Si hubiera caído un metro más a la derecha o la izquierda, ahora estaría en el fondo del precipicio. También, concluí que lo único que me impidió seguir cayendo fue el tabaquillo.
Al principio, estaba en shock. Pero pronto comencé a ver la parte positiva: estaba vivo. Tenía algo de comida y tenía agua, pues el arroyito que seguí en la noche, caía al lado del risco. También, contaba con un silbato y una manta de supervivencia.
Intenté trepar durante un buen rato. Era bastante difícil, no sólo por el plano vertical, sino también por la presencia de musgo, producto de la humedad del agua. Al final, tuve temor de caer del saliente, así que deseché la idea. No había salida.
Algunas personas desean que les cuente la experiencia, minuto a minuto. Pero la verdad es que el día entero fue repetitivo. Traté de armarme una rutina. Cada 15 minutos, iba al chorro de agua para hacer sonar el silbato y gritar.
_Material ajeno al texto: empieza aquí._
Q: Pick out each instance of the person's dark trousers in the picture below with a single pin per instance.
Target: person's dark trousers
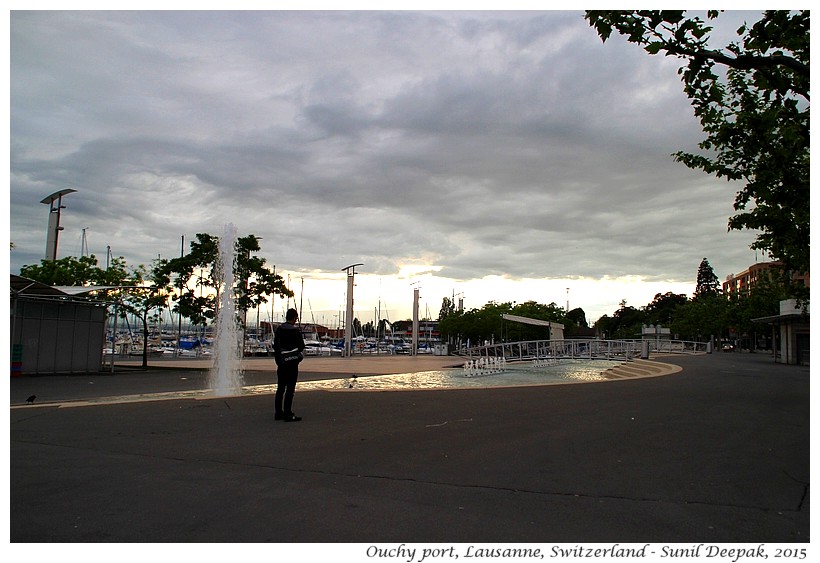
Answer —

Luego, intentaba escuchar si alguien me respondía. La respuesta que obtenía era el silencio luminoso y gorjeante del Champaquí.
Tenía un estado de ánimo ambivalente. Por momentos, pensaba que todo saldría bien, pero luego me invadía el pesimismo. Pensaba en mi familia y en todo lo que había dejado atrás. Calculaba el momento en que se dieran cuenta de mi ausencia y el tiempo en que iniciarían el rescate.
“A las 12 del mediodía finaliza la carrera… cuatro horas después entregan los premios…”, pensaba.
Sabía que mi esposa estaría preocupada y confiaba en que la organización iniciaría la búsqueda. No estaba muy lejos de la realidad. Mis compañeros, Claudia, varios lugareños y los bomberos de San Javier estaban en mi búsqueda.
En ese bucle repetitivo, volvió a oscurecer. Fue un poco desesperante porque sabía que la temperatura descendería de nuevo a los 5 – 6° C. Lo único que podía hacer era acurrucarme y mantener la calma. Contrariamente a lo que pensaba, esa noche logré dormir un poco más. No mucho, pero supongo que el cansancio me venció.
Amaneció el lunes exactamente igual al día anterior.
Volví a la rutina de usar el silbato, gritar y beber agua. Sólo que algo me llamó la atención. Varios pájaros volaron justo encima de mí. Estas aves, prima de los buitres, son comunes en la zona de Champaquí.
Aunque muchos podrían interpretar su aparición como un mal augurio, en realidad, representaba el inicio de mi rescate.
Más tarde, descubrí que un lugareño los vio y pensé en investigar el área. Envió a dos hombres y un perro.
Me llenó de esperanza cuando escuché helicópteros sobrevolar el área. Sabía que me estaban buscando, pero era imposible verme en mi posición.
Grité y silbé tan fuerte como pude. Aunque los hombres que me buscaban no escucharon mis llamadas, el perro que los acompañaba sí lo hizo.
Gracias al esfuerzo de los lugareños, de los bomberos y del perro, salí de ese acantilado.
De esa experiencia, surgió un fuerte sentimiento de hermandad entre todos aquellos que ayudaron a rescatarme.
Hoy siento que, luego de esa experiencia, volví a nacer. Ahora tengo dos aniversarios: el día que llegué a este mundo y el día que me sacaron ileso del Champaquí.
Salí de allí lleno de ganas de vivir y disfrutar con mi familia. Antes, no tenía intención de celebrar mi 50 cumpleaños. Luego de 12 días, tuve una fiesta extraordinaria con las personas que amo.